When my son was twenty months, we discovered my husband’s work would subsidize part-time childcare. We enrolled Max two days a week in a nearby daycare. I had wanted children, badly. So why did I need to be away from my son? How dare I ask other people to care for him two days a week when I wasn’t going to be filling all of that time with paid work? When I might use some of it to go to a yoga class or do laundry or lug my laptop to a coffee shop and write?

My guilt was huge, but my need for a respite was bigger. When I dropped my son off that first day, I came home, melted onto the couch and cried. When I finally peeled myself off the couch, I wrote Max a letter. In my home, alone, all I could hear was the hum of appliances. For the next several hours, my body was all mine. I felt guilty and blissful, free and lost.
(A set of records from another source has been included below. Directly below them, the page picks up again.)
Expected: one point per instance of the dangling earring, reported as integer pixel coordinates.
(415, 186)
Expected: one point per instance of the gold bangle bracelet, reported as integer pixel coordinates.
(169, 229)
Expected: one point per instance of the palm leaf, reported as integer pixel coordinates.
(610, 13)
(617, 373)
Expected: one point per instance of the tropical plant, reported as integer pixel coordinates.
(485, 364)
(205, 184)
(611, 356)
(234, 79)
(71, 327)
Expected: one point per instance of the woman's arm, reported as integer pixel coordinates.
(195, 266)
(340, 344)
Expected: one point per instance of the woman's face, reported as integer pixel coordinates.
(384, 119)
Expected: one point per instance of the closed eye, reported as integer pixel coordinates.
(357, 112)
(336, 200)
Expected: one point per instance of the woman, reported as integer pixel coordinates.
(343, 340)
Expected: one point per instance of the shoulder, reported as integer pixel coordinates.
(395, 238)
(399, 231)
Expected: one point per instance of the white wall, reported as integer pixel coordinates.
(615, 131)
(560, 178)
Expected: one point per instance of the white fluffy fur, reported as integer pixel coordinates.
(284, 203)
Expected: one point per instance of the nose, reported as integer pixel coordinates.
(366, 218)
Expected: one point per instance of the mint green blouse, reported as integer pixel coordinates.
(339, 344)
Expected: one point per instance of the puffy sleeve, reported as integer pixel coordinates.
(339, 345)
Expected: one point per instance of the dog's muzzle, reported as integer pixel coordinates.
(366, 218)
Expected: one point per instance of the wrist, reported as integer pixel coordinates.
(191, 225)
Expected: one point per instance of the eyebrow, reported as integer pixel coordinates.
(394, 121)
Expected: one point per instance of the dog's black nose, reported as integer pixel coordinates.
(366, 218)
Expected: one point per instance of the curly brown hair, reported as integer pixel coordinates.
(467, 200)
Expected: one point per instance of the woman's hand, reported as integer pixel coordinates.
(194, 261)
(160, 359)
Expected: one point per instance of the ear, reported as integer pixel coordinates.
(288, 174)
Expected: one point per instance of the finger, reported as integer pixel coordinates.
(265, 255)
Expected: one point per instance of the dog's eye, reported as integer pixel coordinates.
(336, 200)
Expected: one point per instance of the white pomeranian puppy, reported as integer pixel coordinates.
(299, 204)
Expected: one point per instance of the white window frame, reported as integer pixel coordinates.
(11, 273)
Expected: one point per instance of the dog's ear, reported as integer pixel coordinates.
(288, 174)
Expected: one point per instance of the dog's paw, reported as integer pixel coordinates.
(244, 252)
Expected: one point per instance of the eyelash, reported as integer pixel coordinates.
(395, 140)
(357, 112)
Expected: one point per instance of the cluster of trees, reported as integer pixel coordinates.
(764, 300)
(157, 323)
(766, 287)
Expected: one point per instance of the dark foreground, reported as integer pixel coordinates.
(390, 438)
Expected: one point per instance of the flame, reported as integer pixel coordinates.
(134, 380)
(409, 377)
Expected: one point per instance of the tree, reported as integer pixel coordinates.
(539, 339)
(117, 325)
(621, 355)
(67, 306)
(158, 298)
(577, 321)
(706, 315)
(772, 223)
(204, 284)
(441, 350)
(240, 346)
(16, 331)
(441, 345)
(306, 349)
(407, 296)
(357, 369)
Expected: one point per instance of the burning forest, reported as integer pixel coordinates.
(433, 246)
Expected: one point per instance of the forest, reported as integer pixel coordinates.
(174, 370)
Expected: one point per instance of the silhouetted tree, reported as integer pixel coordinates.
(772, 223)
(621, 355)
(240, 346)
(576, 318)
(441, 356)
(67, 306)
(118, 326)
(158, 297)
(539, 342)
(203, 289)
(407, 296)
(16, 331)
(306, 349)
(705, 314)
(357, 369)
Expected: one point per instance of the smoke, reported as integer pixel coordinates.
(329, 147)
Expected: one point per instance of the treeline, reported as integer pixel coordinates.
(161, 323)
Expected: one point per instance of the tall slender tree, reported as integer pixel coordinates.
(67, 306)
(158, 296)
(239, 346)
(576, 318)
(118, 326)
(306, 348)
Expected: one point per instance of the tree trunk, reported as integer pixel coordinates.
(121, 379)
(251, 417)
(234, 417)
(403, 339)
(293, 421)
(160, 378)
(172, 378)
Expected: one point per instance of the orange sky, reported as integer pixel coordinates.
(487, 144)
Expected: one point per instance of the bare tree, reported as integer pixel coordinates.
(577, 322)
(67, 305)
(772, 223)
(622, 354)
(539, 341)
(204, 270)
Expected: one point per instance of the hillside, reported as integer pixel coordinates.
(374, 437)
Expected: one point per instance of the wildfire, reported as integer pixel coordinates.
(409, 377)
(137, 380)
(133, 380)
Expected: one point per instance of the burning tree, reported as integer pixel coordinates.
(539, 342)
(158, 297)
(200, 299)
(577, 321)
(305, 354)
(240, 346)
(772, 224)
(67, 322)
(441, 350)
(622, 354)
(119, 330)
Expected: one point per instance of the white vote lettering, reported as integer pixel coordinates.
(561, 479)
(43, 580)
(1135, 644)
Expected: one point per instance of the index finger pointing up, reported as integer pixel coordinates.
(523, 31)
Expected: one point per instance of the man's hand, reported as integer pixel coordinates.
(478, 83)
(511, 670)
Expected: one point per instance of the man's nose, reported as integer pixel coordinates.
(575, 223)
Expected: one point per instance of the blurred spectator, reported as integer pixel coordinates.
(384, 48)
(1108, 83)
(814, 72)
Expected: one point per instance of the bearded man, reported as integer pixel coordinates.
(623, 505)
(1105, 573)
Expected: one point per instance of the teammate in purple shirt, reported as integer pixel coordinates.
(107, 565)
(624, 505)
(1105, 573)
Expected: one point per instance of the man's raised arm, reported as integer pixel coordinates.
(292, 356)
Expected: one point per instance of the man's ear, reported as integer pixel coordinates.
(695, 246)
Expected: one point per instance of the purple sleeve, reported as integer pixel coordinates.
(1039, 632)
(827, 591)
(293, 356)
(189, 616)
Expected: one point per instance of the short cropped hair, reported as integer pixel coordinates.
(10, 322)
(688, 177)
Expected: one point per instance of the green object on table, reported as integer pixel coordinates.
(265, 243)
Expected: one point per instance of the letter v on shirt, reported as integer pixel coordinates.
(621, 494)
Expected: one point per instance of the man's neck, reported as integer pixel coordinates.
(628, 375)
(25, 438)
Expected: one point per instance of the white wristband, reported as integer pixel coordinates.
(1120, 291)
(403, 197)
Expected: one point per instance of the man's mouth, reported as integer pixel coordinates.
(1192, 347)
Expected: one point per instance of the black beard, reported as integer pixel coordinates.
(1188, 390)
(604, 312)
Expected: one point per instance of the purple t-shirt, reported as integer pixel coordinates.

With time, the guilt shrunk.

I hate that as a mother, I felt like I had to choose between caring for my child and caring for myself. Because really, I can choose both. I can teach my kids—by example, which is perhaps the most potent way of teaching—that they are worthy of listening to their own needs. To the quiet, sure voice that might tell them they need a break. To lie on a yoga mat and sink deep into their own body and breath. To wander through a cemetery, alone, slowly enough to read the names on the gravestones. To sit down and write about how they’re feeling, or to surrender to sweet sleep for an hour.

When I take good care of myself, I am more present for my babies. I can play air guitar with my son and orchestrate dance parties to Footloose. When I don’t take care of myself, I’m a stringy, soggy, limp wash rag of a mother. Slowly, over the years, I have been able to add more and more self-care back into my life. To come back to myself and meet my own needs. To meld the person I was before having children with the mother I became.

Over time, I learned that there was nothing wrong with my son. He just happens to be a lot like me.